Mai elezioni amministrative sono state tanto importanti in Turchia negli ultimi decenni. Il voto di domani si annuncia come un vero e proprio referendum sul premier Recep Tayyip Erdogan e sul suo gruppo di potere all’interno del partito Akp, travolto da accuse di corruzione e in crisi verticale di popolarità dopo i veri e propri moti popolari contro il governo dell’estate scorsa riaccesisi poche settimane fa, quando milioni di persone sono scese di nuovo in piazza alla notizia della morte del giovanissimo Berkin Elvan, un quindicenne ucciso da un lacrimogeno sparato ad altezza d’uomo dalla polizia nel giugno del 2013.
Domani più di 50 milioni di cittadini e cittadine turche sono chiamati a rinnovare i consigli comunali e provinciali in tutto il Paese. Saranno a Istanbul, Ankara e Smirne le sfide chiave e che incideranno in maniera più netta sulle sorti politiche del primo ministro.
In un quadro di estrema tensione, una considerevole parte dell’elettorato sembra essere arrivata confusa alla vigilia del voto. La maggior parte dei sondaggi nei giorni scorsi davano la quota degli indecisi tra il 15 e il 20% del campione totale. E quindi l’esito del voto, soprattutto a Istanbul, non è affatto scontato. Il premier Erdogan considererebbe una vittoria il superamento del 38,8% dei consensi, la percentuale raccolta dal suo partito alle amministrative del 2009 quando il suo Akp ebbe comunque un tracollo rispetto alla media dei voti raccolti negli ultimi anni. Ma secondo gli istituti di ricerca il recente scandalo corruzione e il blocco di Twitter e di Youtube e poi la rivelazione di un complotto di governo ed esercito contro la Siria per distogliere l’opinione pubblica dagli scandali potrebbero costare al Partito della giustizia e dello sviluppo più del 10% dei voti a livello nazionale.
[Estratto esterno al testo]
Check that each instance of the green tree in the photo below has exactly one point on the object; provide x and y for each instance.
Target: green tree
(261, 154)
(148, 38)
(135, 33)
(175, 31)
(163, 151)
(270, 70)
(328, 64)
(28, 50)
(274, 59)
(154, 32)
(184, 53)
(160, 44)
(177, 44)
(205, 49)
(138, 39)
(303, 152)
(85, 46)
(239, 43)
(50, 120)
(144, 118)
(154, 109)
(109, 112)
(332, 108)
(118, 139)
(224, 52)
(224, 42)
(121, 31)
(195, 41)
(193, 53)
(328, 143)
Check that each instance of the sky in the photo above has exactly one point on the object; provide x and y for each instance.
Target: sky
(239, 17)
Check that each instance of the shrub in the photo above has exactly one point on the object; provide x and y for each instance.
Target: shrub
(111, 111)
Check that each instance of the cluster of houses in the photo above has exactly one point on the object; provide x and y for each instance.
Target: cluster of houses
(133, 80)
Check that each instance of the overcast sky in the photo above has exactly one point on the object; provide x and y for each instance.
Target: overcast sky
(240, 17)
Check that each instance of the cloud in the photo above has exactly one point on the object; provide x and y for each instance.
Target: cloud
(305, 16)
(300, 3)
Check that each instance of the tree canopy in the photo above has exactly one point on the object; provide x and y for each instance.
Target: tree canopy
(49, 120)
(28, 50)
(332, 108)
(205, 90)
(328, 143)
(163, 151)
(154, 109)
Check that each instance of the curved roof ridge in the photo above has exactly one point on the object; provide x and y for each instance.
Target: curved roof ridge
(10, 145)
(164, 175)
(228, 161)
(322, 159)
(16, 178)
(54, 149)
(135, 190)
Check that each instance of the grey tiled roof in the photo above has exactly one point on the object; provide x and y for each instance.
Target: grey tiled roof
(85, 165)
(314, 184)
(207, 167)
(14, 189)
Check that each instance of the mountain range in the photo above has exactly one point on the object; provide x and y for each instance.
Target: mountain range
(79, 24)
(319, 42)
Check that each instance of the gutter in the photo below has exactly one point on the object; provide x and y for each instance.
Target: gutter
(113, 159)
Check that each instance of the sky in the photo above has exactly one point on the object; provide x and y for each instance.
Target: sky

Discordanti le stime dei maggiori istituti di ricerca turchi. Per Sonar, l’Akp sarebbe avanti ad Ankara ma anche a Istanbul, dove il vantaggio del sindaco uscente Kadir Topbas sarebbe, però, sceso, dal 10 al 5% sul suo sfidante Mustafa Sarigul a capo di una coalizione di centrosinistra-nazionalista. Secondo Metropoll, nella capitale, i due principali candidati sono molto vicini, mentre la ricerca dell’istituto Konsensus, per l’emittente pro-governativa HaberTurk, evidenzia come Mansur Yavas sostenuto del principale movimento d’opposizione, il Partito repubblicano del popolo (Chp), sarebbe persino avanti di due punti.
Tutti d’accordo invece sulla vittoria del Chp a Smirne, storica roccaforte repubblicana e baluardo del kemalismo. Qui l’attuale primo cittadino Ali Kocaoglu è, secondo tutti i sondaggi, saldamente in testa con oltre il 14% di vantaggio rispetto a Binali Yildirim che corre per l’Akp. L’ex-ministro delle infrastrutture costretto alle dimissioni, perché coinvolto nel recente scandalo corruzione che ha travolto il governo il 17 dicembre, secondo gli analisti turchi, sarebbe un candidato troppo debole per riuscire a spuntarla.
Intanto la decisione di Erdogan di condizionare la campagna elettorale e di mettere a tacere gli scandali che lo coinvolgono direttamente bloccando i social network e poi anche Youtube ha causato una forte reazione da parte di intellettuali e scrittori. Tra questi anche il Nobel per la Letteratura turco Orhan Pamuk, secondo il quale la situazione in Turchia “va di male in peggio” e il blocco di YouTube, dopo quello di Twitter, suscita “grande preoccupazione” per la libertà di espressione nel Paese. Pamuk ricorda che non è la prima volta che nel suo Paese viene bloccato YouTube: accadde anche nel 2008, dice, “tempi altrettanto duri per la libertà di stampa. Ma all’epoca almeno c’era speranza per il futuro. La situazione adesso sta andando da male in peggio, direi che sta divenendo terribile”.
Promossa da PEN International, un’associazione e organizzazione non governativa di scrittori, la lettera denuncia contro la censura in Turchia continua a raccogliere firme illustri: tra i firmatari anche Salman Rushdie, Margaret Atwood e Karl Ove Knausgaard.